Disagree with these fundamental truths and you are a “bigot”. And in this crowd, a bigot is the worst thing you can be.
On the left myself in many things, I cry bullshit to all this. I’m sickened by the cultural demagoguery that has hijacked our political life. These Gay Fundamentalists have been the main attraction for more than a decade now, and they think they own the place. They must be stopped, but with the youth almost entirely under their sway, and with the few sane adults in the room cowed into silence, how is this to be done?
The basic truths are clear. But is anything accomplished by simply stating basic truths in a culture that’s given up on the idea that the universe and humanity even have truth?
Trying to communicate with these people, one finally has the exasperated feeling one might get trying to explain to an especially dumb geometry class that they can’t draw four-sided triangles, even if they wanted to.
And so, yes: Boys will be boys and girls will be girls. That exceptions exist does not mean this paradigm is somehow wrong; it means only that these exceptions aren’t part of the norm to which the vast majority fit. And sorry, but that's just the definition of norm.

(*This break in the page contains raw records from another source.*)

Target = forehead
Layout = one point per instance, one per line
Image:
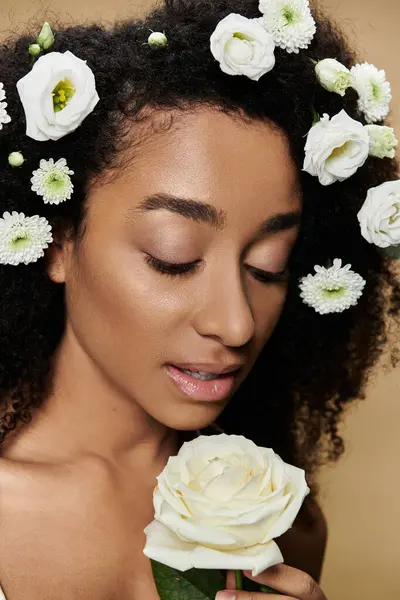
(230, 161)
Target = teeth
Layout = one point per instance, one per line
(201, 375)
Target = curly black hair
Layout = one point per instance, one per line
(313, 366)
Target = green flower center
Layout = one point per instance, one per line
(289, 15)
(62, 94)
(56, 181)
(339, 151)
(376, 91)
(242, 36)
(396, 217)
(20, 241)
(334, 293)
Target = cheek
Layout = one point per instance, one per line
(117, 300)
(267, 309)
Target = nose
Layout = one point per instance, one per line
(225, 312)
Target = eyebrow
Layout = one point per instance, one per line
(201, 212)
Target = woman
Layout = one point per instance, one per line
(163, 304)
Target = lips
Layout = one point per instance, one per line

A just society gives space to and doesn’t persecute the exceptions. A sick society fetishizes the exceptions and uses them to destroy the norm. A sick society lets the exceptions remake the whole culture in their own image.
This is what is happening in our society now; our public spaces, our speech codes, our education system. Gay Pride has morphed into Gay Arrogance. The media and fashion industry cheer in perverse glee at the newness of it all, if only because “newness” is the very definition of media and fashion. And the American public, or at least those who take their cues from media and fashion, don’t want to feel left behind.
Thus a new Gay Fundamentalism is given carte blanche to impose its agenda on our schools, our legal system, all central institutions. Anyone who dares oppose this agenda will be fined, run out of business, jailed. The new gay commissars know what is right, they are watching, and woe to you if you don't bow to their wisdom.
We must have the courage to call out this fundamentalism. If we don't, it will not stop until it has ferreted out every pocket of sanity. You think things are ugly now? They will only get uglier. And so: We must dissent loudly and clearly. We must begin by calling this movement what it is--an illiberal gay fundamentalism, a gaythoritarianism that has abrogated to itself rights it doesn't have. We must use labels like these, and we must make them stick.